血紅的朝霞冷冷地照射在飽經蹂躪的陣地上,一整麵山坡已經被插滿彈片的浮土所覆蓋,雖然火星逐漸熄滅,但是浮土上突兀豎立著的幾根已經變成焦碳的拒木還在冒著絲絲青煙。
衣衫襤褸的胡伊中士在陣地中艱難跋涉,步履蹣跚地跨過一個又一個駭人的彈坑。他氣喘籲籲地來到避彈所前,勉強用步槍支撐住身體,探頭朝已經炸塌了半邊的頂棚裏望去。
驚駭與悲痛的表情立即刻滿了那張被硝煙和汗水侵蝕得疲憊不堪的麵孔。
“為什麼?這是為什麼?!”他張開幹渴的喉嚨大聲叫喊,整個人瞬間跌進了黑暗中。
光線又一次照進瞳孔,中士轉動著幹澀的眼球,試圖看清楚周圍的環境,同一時刻耳朵裏漸漸出現嘈雜的人聲。
“老胡,你又做噩夢了。”這是他所熟悉的,那些共同出生入死的夥計們的聲音。
胡伊寬慰地舒了口氣,用力支起身子開始打量四周。很明顯這裏一間火車站候車室,四周班駁的牆壁和寥寥幾排掉了漆的木椅說明這是個小站。遍地垃圾和廢報紙的走廊過道上擠滿了藍色或灰色的軍裝,那些丘八們背負行囊和步槍,緩慢地邁著步子的身影使人聯想起疲憊的耕牛,許多人看起來都掛著張和那牆壁一樣飽經滄桑的麵孔。
“總算脫離戰線了……”這是胡伊醒來後的第一句話。
“是啊,走了五天五夜都沒合過眼,站著都要打瞌睡。”
“這一路跑得我腳上起了好幾個泡,疼得要死。”
“咱們幾個已經算是燒高香了,聽說就咱們營才跑回來二十來個人。”
談起這幾天來的經曆,眾人皆唏噓不已。
“你們瞧瞧這條消息,太陽真從西邊出來了!”小趙拿著一份不知從哪尋來的報紙,攤開在大家麵前。

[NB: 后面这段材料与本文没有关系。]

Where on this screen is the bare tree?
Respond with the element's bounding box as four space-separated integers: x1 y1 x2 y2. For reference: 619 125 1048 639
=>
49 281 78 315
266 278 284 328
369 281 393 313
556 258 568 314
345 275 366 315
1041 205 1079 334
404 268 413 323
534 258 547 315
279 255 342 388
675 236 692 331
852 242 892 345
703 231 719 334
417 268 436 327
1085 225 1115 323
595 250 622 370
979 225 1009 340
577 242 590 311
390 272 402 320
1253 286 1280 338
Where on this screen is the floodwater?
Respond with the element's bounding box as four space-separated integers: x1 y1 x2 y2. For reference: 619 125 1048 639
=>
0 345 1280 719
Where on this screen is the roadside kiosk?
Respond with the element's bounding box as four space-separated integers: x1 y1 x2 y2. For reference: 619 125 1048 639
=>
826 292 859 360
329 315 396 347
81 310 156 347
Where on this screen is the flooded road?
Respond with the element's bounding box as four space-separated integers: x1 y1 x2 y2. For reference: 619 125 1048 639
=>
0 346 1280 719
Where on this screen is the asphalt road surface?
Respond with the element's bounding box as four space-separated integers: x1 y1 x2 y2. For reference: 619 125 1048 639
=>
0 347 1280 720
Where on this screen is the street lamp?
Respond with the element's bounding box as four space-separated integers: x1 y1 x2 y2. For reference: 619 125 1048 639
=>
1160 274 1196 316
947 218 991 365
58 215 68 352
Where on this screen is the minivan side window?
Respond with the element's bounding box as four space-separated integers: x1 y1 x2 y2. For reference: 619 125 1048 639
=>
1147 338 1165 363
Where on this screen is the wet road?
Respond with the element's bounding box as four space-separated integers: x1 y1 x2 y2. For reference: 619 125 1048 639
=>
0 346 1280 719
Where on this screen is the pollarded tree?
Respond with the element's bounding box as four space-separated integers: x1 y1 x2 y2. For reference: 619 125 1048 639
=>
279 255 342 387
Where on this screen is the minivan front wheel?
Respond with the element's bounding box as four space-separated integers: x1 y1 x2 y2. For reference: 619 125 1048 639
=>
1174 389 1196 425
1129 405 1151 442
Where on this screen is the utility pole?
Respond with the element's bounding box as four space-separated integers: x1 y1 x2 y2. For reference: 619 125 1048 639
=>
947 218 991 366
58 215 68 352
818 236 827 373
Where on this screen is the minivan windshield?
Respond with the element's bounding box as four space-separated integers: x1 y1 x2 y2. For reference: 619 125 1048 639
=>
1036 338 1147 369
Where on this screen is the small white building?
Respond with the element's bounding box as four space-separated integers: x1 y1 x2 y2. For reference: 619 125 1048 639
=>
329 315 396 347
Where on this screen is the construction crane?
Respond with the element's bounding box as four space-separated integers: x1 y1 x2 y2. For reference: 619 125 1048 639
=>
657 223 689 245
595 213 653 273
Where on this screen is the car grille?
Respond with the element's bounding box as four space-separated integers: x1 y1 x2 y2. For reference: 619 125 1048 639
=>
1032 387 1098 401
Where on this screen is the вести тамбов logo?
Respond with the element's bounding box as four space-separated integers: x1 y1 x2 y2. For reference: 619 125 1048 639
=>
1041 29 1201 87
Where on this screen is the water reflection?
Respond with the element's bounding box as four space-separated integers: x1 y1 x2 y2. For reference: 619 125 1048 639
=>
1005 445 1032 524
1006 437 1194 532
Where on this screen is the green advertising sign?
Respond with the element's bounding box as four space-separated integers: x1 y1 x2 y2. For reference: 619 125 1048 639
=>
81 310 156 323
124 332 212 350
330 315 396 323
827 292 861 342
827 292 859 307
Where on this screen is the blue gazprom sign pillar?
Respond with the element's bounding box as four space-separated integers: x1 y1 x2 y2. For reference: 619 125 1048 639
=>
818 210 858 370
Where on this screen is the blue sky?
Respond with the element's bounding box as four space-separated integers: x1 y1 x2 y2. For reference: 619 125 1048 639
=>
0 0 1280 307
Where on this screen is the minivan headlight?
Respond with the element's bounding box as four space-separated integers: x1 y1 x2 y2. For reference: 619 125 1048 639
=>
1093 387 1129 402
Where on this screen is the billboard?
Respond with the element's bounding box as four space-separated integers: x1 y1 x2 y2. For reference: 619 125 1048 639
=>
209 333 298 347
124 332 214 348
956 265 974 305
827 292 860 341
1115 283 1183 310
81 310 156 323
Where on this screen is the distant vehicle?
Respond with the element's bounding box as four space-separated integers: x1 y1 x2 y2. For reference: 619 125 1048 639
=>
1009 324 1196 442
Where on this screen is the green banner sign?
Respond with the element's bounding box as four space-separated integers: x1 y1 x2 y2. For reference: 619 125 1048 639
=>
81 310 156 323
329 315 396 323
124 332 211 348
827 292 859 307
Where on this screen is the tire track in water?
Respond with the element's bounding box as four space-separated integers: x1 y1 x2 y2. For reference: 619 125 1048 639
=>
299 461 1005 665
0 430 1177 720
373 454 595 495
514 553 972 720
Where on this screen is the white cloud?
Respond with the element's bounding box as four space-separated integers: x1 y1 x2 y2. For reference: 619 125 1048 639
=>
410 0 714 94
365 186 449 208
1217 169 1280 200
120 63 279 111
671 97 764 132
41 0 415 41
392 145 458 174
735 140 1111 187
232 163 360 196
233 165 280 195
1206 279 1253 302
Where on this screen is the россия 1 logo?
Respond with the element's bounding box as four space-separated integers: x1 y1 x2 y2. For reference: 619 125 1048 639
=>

胡伊和其他人紛紛將腦袋湊過去,對著那塊豆腐幹大小的幾行文字閱讀了起來。
“第9集團軍司令官方中禮中將表示願意在他主持前線與協約國達成停火,以待中央政府與協約國間舉行和平談判之結果。”
“這閹黨的幹兒子葫蘆裏賣的是什麼藥?”胡伊嘀咕著抬起頭來,見到其他人也被這條消息給弄得一頭霧水。
“全體士兵到站台上集合,方將軍要來這裏發表講話。”一名佩帶著少校肩章的軍官出現在候車室門口,他手舉鐵皮圍成的擴音喇叭大聲嚷嚷。
嘈雜的候車室並沒有馬上獲得安靜,不過很快從靠近門口的地方開始,所有人都將注意力投向那邊。